Github tarball checksums changed
TheChymera opened this issue · comments
Recently the checksums of the github release tarballs (0.18.0
and 0.19.6
) changed. No idea why, and probably I'll just switch to distributing from PyPI and forget about this if it happens again, but I thought you should know:
diff --git a/dev-vcs/datalad/Manifest b/dev-vcs/datalad/Manifest
index 2cbe5a4db..942564afe 100644
--- a/dev-vcs/datalad/Manifest
+++ b/dev-vcs/datalad/Manifest
@@ -1,4 +1,4 @@
-DIST datalad-0.18.0.tar.gz 1425155 BLAKE2B 8d7cbf7f56b1de82c74fa823b2d4512112f1b4c4be106cac433c8db696b2e7f77da758c0bb62b7cb9fe0fbb08d49431dda2818d08d5c60b5052154895c335b33 SHA512 0df8276edc3872c73fee7286ea4e578648a6fb2a630fa49a4f8945e0d6ff88353d9b11d29d942c0ce22ed17a8223e71f99d8b519a6a8afbc2ac9e6da89d95ee5
+DIST datalad-0.18.0.tar.gz 1425143 BLAKE2B 5b99a69412b70c853b9e5c45d9aa2ddeca930a5b946dc7a88f5723c1b96f1cb41abac2a07b5276aa38a8b507b05e623b9023f36201ec8ebb3da4c7684f0e374e SHA512 b2568567a161af9ce992f867a73aa8b68e934ed6e7e6e1ea7ddacc664d7c6da850d1876e29f80fba450d97a4d66ff098cb7f9af45b2c7a6a165b0a02babf8b86
DIST datalad-0.18.1.tar.gz 1425820 BLAKE2B 574e864feb500062f829dfea3f9c8c51f9ad2e0e68e70966c2a5ea315fafffb259de9a0f57427c0aae1ee93c24ec9a3a91ef42637d109d912cf5b6c41ac07b11 SHA512 19f011428fe66d9f21410ae33276133f26cf2b1a367c23a83c56ab48a0e038837ba18163e12ab2d74eba7d0ec9ce2e660a21494ddba0da3a2df6da2c043c4aad
DIST datalad-0.18.3.tar.gz 1435282 BLAKE2B 8077c0a639920e914b30598ded435ad74564f3947a187f5d57752cd22e0d435838db9bdd797a6d8d8cc54282e1303f5ca5d673d3674da09c678a47f35e8ef3f6 SHA512 06f5a73caaacffb35f11852f69ee48c485ebd1cce55e1440eb8686d8614a29809b01de2d129a48591fd66c02a59af9dcd064b0e7ead698842cc7f79d12af729c
-DIST datalad-0.19.6.tar.gz 1429377 BLAKE2B 1f7e3f91e6d305b4a1e9e9bd8f649e32b4a87cddb98eea68f7e1920832562604c0d2477c47dbb22f05dc2bdaf7645c5d943fdefae53b1ec9e418fb240ec3b18d SHA512 546f17be597121f2508140919360200f261553df415b67c709961e293ba95fa6cec6b13e7b54fcfc18b602a479565331b0146fb196b57ade3e6bf697f1054e07
+DIST datalad-0.19.6.tar.gz 1420979 BLAKE2B 49d8e19449652f284f89f99e6696c6d1abf7ddcc58a8eb00004c657be38ce2532ed9c11855dca4a0a8f82c55fbf1633f53ff2bdea063fd18ad946145d27a3404 SHA512 db7cd807a8106727f0b6f587be8c0ce3abcf0dc7cf72b4757e6b44650adca05482e6b0a6c1719050fba37660dcd5de2a6f27df044a8db180ac6855ee7ff8cbda
Sadly I don't have the old archives any more so I don't know what changed. Going by the size of the archives probably some small file or re-compression. I just assumed release tarballs would never ever change unless you re-write the history.

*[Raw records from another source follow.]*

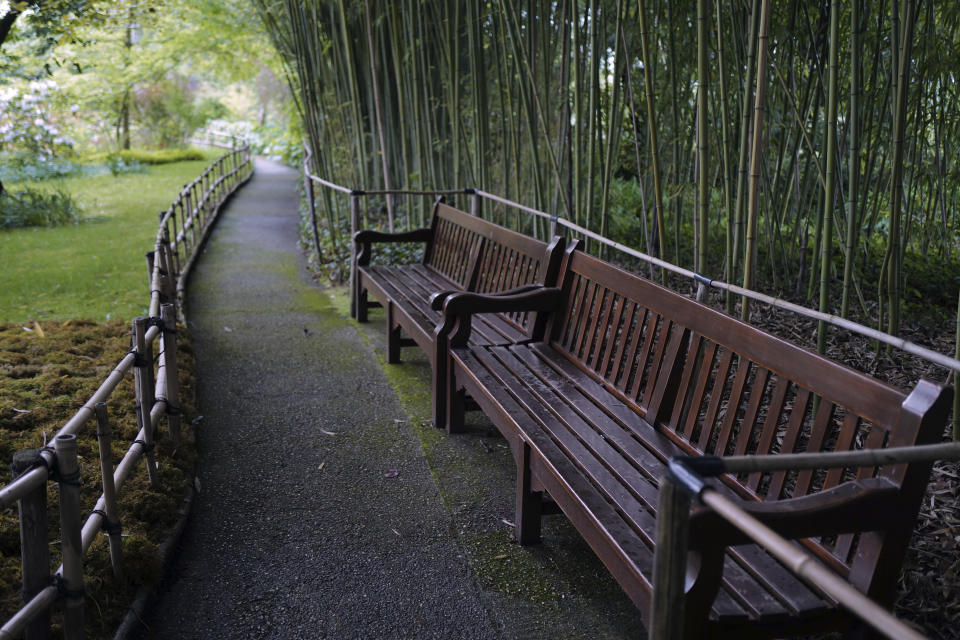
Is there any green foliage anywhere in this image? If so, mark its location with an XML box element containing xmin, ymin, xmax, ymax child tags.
<box><xmin>0</xmin><ymin>320</ymin><xmax>196</xmax><ymax>639</ymax></box>
<box><xmin>0</xmin><ymin>158</ymin><xmax>210</xmax><ymax>322</ymax></box>
<box><xmin>135</xmin><ymin>73</ymin><xmax>228</xmax><ymax>147</ymax></box>
<box><xmin>0</xmin><ymin>187</ymin><xmax>81</xmax><ymax>229</ymax></box>
<box><xmin>106</xmin><ymin>153</ymin><xmax>147</xmax><ymax>177</ymax></box>
<box><xmin>108</xmin><ymin>149</ymin><xmax>207</xmax><ymax>164</ymax></box>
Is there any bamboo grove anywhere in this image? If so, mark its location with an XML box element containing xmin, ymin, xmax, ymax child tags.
<box><xmin>259</xmin><ymin>0</ymin><xmax>960</xmax><ymax>334</ymax></box>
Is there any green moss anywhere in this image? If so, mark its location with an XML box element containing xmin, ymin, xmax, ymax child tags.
<box><xmin>0</xmin><ymin>320</ymin><xmax>196</xmax><ymax>638</ymax></box>
<box><xmin>463</xmin><ymin>531</ymin><xmax>560</xmax><ymax>604</ymax></box>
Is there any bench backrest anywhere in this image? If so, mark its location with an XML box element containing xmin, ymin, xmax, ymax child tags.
<box><xmin>549</xmin><ymin>251</ymin><xmax>950</xmax><ymax>597</ymax></box>
<box><xmin>423</xmin><ymin>201</ymin><xmax>563</xmax><ymax>328</ymax></box>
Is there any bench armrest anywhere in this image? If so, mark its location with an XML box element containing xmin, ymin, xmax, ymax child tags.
<box><xmin>430</xmin><ymin>284</ymin><xmax>543</xmax><ymax>311</ymax></box>
<box><xmin>690</xmin><ymin>478</ymin><xmax>903</xmax><ymax>550</ymax></box>
<box><xmin>353</xmin><ymin>227</ymin><xmax>433</xmax><ymax>266</ymax></box>
<box><xmin>433</xmin><ymin>285</ymin><xmax>563</xmax><ymax>347</ymax></box>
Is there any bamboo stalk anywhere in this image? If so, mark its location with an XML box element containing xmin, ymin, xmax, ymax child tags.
<box><xmin>741</xmin><ymin>0</ymin><xmax>770</xmax><ymax>322</ymax></box>
<box><xmin>363</xmin><ymin>0</ymin><xmax>393</xmax><ymax>233</ymax></box>
<box><xmin>817</xmin><ymin>0</ymin><xmax>840</xmax><ymax>354</ymax></box>
<box><xmin>637</xmin><ymin>0</ymin><xmax>667</xmax><ymax>282</ymax></box>
<box><xmin>694</xmin><ymin>0</ymin><xmax>710</xmax><ymax>273</ymax></box>
<box><xmin>133</xmin><ymin>316</ymin><xmax>160</xmax><ymax>489</ymax></box>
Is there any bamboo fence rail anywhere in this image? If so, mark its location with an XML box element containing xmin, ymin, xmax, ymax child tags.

https://github.blog/2023-02-21-update-on-the-future-stability-of-source-code-archives-and-hashes/ is relevant
Upstream git (not github) has also been adamant that they don't guarantee the format of git archive, so it's not guaranteed to be reproducible.